Twitter, Facebook and Blackberry Oppose Calls to Block Social Media During Rioting

Posted on the 25 August 2011 by Periscope @periscopepost

Riots on the streets of Tottenham. Photo credit: Nico Hogg, http://www.flickr.com/photos/nicohogg/6018692165/

In the wake of the riots, which saw widespread looting and violence on the streets of London, Birmingham, Manchester and elsewhere, Home Secretary Theresa May has summoned the executives from social media firms to mull whether sites such as Twitter should be switched off for known criminals during spells of serious public disorder in an effort to quell incitement. During the riots, trouble-makers allegedly used networks such as BlackBerry’s Messenger to coordinate and encourage violence and looting. May’s move has pleased the law and order brigade but antagonised social media bosses and opponents of online censorship.

David Cameron, in the aftermath of the riots, asked “whether it would be right” to ban people from using Facebook, Twitter or their BlackBerrys “when we know they are plotting violence, disorder and criminality.” Prominent backbench Conservative MP Louise Mensch went further, arguing that Twitter and Facebook should be taken down during “a major national emergency.” Her position led to her allegedly receiving malicious threats to her children from hactivist organisations Anonymous and LulzSec, staunch proponents of freedom of information.

London Mayor Boris Johnson, no stranger to publically disagreeing with his senior Tory peers, rejected the call to switch off social media. Speaking to The Financial Times, Johnson said the police did not consider restrictions necessary: “On the contrary, the briefings I’ve had so far on this matter make it clear that social media and being able to follow things on Twitter is of some intelligence benefit to the police.”

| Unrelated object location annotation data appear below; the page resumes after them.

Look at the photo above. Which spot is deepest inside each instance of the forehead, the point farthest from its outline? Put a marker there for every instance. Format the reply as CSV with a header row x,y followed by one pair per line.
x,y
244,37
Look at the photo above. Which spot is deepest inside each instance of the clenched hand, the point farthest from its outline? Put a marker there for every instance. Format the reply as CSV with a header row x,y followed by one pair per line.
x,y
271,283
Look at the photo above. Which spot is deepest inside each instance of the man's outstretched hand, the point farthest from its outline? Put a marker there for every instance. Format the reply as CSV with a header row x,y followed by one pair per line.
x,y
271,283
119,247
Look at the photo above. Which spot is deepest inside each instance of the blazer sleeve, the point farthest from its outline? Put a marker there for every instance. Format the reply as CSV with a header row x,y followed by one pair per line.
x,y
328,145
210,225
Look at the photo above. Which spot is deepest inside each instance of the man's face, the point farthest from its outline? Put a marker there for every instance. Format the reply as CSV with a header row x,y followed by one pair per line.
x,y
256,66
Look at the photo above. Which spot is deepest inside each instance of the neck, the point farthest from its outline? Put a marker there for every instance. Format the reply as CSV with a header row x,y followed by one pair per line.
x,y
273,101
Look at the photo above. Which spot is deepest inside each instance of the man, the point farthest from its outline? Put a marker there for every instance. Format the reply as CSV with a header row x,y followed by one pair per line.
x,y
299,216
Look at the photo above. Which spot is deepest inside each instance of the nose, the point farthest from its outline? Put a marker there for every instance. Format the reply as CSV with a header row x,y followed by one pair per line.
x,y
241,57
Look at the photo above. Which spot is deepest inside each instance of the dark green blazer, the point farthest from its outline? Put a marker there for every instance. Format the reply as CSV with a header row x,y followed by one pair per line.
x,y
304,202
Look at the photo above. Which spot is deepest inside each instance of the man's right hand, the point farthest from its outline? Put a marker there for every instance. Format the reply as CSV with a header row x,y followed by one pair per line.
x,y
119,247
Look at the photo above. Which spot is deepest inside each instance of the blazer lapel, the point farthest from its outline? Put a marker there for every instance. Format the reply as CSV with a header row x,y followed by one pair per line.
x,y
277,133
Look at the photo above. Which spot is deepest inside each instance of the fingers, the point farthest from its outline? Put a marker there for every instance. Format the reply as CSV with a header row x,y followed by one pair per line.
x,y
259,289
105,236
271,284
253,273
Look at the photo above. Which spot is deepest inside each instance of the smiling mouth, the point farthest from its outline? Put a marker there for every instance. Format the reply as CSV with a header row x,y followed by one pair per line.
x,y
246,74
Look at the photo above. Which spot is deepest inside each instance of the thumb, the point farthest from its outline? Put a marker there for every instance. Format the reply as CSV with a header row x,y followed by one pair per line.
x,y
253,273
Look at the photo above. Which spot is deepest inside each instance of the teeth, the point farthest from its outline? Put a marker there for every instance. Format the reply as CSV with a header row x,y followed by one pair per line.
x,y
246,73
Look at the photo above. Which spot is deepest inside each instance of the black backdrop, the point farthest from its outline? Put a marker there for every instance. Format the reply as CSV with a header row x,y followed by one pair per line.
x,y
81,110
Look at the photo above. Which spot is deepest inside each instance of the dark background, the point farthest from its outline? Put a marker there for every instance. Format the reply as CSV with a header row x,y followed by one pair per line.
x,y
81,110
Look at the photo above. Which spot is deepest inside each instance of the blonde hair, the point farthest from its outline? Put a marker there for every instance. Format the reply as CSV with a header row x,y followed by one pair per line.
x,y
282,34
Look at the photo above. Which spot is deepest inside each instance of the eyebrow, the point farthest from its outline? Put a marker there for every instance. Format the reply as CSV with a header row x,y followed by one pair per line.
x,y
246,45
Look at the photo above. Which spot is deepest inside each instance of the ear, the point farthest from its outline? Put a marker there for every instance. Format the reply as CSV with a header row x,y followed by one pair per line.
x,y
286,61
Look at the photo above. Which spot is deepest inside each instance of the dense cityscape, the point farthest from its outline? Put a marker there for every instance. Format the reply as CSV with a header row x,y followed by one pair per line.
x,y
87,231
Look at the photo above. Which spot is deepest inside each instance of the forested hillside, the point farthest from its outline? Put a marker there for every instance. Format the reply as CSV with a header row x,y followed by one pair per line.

  • Twitter study casts doubts on ministers’ post-riots plans. The Guardian reported that analysis of more than 2.5 million Twitter messages relating to the riots in England has “cast doubt on the rationale” behind government proposals to ban people from social networks or shut down their websites in times of civil unrest. The paper said the preliminary study they have compiled “appears to show Twitter was mainly used to react to riots and looting.” The Guardian database, which contains riot-related tweets sent between midnight on August 6 – the day riots began in Tottenham – and 20.00 on August 17, will be subject to more advanced analysis in the coming weeks as part of an ongoing investigation into the riots.
  • Social media giants won’t accept emergency restrictions. Christopher Williams of the Daily Telegraph reported that Facebook, Twitter and Blackberry will almost certainly refuse to restrict their systems to prevent future riots. “It is understood that all the companies will lay out their opposition to blanket monitoring of communications or direct police powers to restrict access to individuals,” said Williams, who said the execs aren’t going to accept restrictions. Given the expected stance of the social media honchos, Williams reckoned that May will shift the focus on how the authorities could use social networks better during emergencies – quashing false rumours, keeping track of events and notifying service providers when accounts are being used illegally.
  • Cameron’s incoherent position. Dan Sabbagh of The Guardian accused the prime minister of a muddled communications regulation policy which “in effect calls for both more and less censorship at the same time.” The writer suggested “it would be simpler, though, to assert clear freedom-of-speech and use principles to social media, coupled with a requirement to help the police in real time in situations of emergency, than to seek to artificially constrain technologies whose use is, in reality, beyond government control unless the most draconian measures are taken.”